Ok, this post is a bit late, as 1.3u has already started selling since Tuesday this week. Anyways, 1.3u is a minor revision since 1.2u. There are only a few changes (see Release Notes for details), so I didn’t make a release video. This post explains why these changes were made and some of the technical details.
- Added shift register OE (output enable) line
- TXD/RXD are now used as general I/O pins.
This change was made to free up the A2 and A3 analog pins, since there have been many requests to make more analog pins available in order to connect external sensors like temperature and humidity sensors. Because TXD and RXD are now used as general I/O pins, they can no longer be used for Serial communication. In fact, since they are not used to control the LCD, calling Serial.begin() or Serial.print will cause the LCD to display garbage. If you need Serial communication, you can use the SoftSerial library which can simulate Serial communication on any pins.

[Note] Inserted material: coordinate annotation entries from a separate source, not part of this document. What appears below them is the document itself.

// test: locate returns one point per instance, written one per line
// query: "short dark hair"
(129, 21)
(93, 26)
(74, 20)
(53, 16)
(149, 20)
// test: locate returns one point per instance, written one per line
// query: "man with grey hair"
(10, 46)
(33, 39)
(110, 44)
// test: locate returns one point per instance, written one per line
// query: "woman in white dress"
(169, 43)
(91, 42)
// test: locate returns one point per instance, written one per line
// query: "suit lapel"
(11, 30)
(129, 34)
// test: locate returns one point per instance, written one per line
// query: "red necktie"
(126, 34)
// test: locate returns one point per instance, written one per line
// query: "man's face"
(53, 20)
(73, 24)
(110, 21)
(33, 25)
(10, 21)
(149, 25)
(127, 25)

- Added coin battery holder.
Warning: this is a feature under development. It requires software support which is not available yet. The goal is to have a backup battery which allows the mcu to continue time keeping even when power is lost. Actually the easiest solution would be to just add a DS1307 Real-Time Clock (RTC). But my main hesitation is that DS1307 is quite pricy. Well, it’s not hugely expensive, but at $2 a piece (volume pricing), it is actually more expensive than the ATmega328 mcu. Isn’t that a bit silly? Anyways, the time keeping business can be well handled by the mcu itself. First, the mcu can run at a voltage as low as 1.8V, so when power is lost, it can continue running on a low-voltage battery; second, during power loss, the mcu will mostly be in sleep mode, using an external 32.768 kHz clock source, and occasionally waking up to update the time counter. This way, it can basically do whatever the RTC chip can do.

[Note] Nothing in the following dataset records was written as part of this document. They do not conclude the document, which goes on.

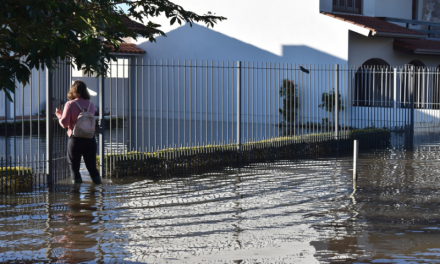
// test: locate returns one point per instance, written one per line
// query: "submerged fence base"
(186, 160)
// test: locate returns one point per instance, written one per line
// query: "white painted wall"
(256, 31)
(392, 8)
(363, 49)
(22, 96)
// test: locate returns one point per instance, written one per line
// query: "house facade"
(347, 32)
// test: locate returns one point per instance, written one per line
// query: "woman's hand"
(58, 113)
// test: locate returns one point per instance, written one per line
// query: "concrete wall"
(26, 99)
(363, 49)
(284, 31)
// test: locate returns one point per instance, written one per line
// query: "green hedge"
(198, 158)
(27, 125)
(16, 179)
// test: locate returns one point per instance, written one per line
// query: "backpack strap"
(80, 106)
(88, 107)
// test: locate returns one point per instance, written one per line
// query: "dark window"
(373, 85)
(414, 9)
(350, 6)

The only tricky part is detecting power loss (which is already possible with the Power Sense pinout), and turning off peripheral components such as the Ethernet controller to minimize power consumption during sleep mode. These require some further experiments, which have been put on my todo list.
This is mainly to address an issue with 74HC595 shift register that on powering up the output values are undefined. This can potentially lead to valves being randomly turned on for a short period of time before the mcu takes over and clears output values. It is not a huge issue, but quite annoying. It turns out that one simple solution is to add a control line to the 74HC595 OE (output enable) pin. This pin is active low, which means when set to low it enables output, and when set to high, it forces the output to be in high-impedance state, therefore the triacs will not turn on and the valves will remain closed.
In 1.3u, Arduino digital pin 3 is assigned to control OE, and a pullup resistor is used to pull the pin high by default. On start-up, before the mcu takes over, OE is high, disabling output; then when the mcu completes initialization, it sets OE to low, enabling output. That’s it. Simple solution.
Because of the added line, the extension board connector has been changed to 2×4 format (previously it was 2×3). If you own a previous version of OpenSprinkler and would like to use 1.3u extension board, you just need to solder a wire between the OE pin and Gnd , in order to enable output by default.
Another minor change is adding two resistors for the LEDs on the RJ45 Ethernet connector. In OpenSprinkler v1.1 and v1.0, the Ethernet connector did not have built-in LEDs. Then when I changed to use SparkFun’s RJ45 in v1.2, I forgot that it actually has built-in LEDs… So in this version the LEDs are wired in, which makes the circuit more complete 🙂
That’s all for OpenSprinkler v1.3u update. In case you are wondering about the frequent hardware changes, keep in mind that we are continually improving the design based on feedback and comments received from users. We run small batches (a couple hundred) for each version, that’s why we can have quick turn-around time in integrating new hardware features. At some point when the hardware becomes mature, we will make a surface mount version to improve the production throughput. Hopefully that point won’t be too far away!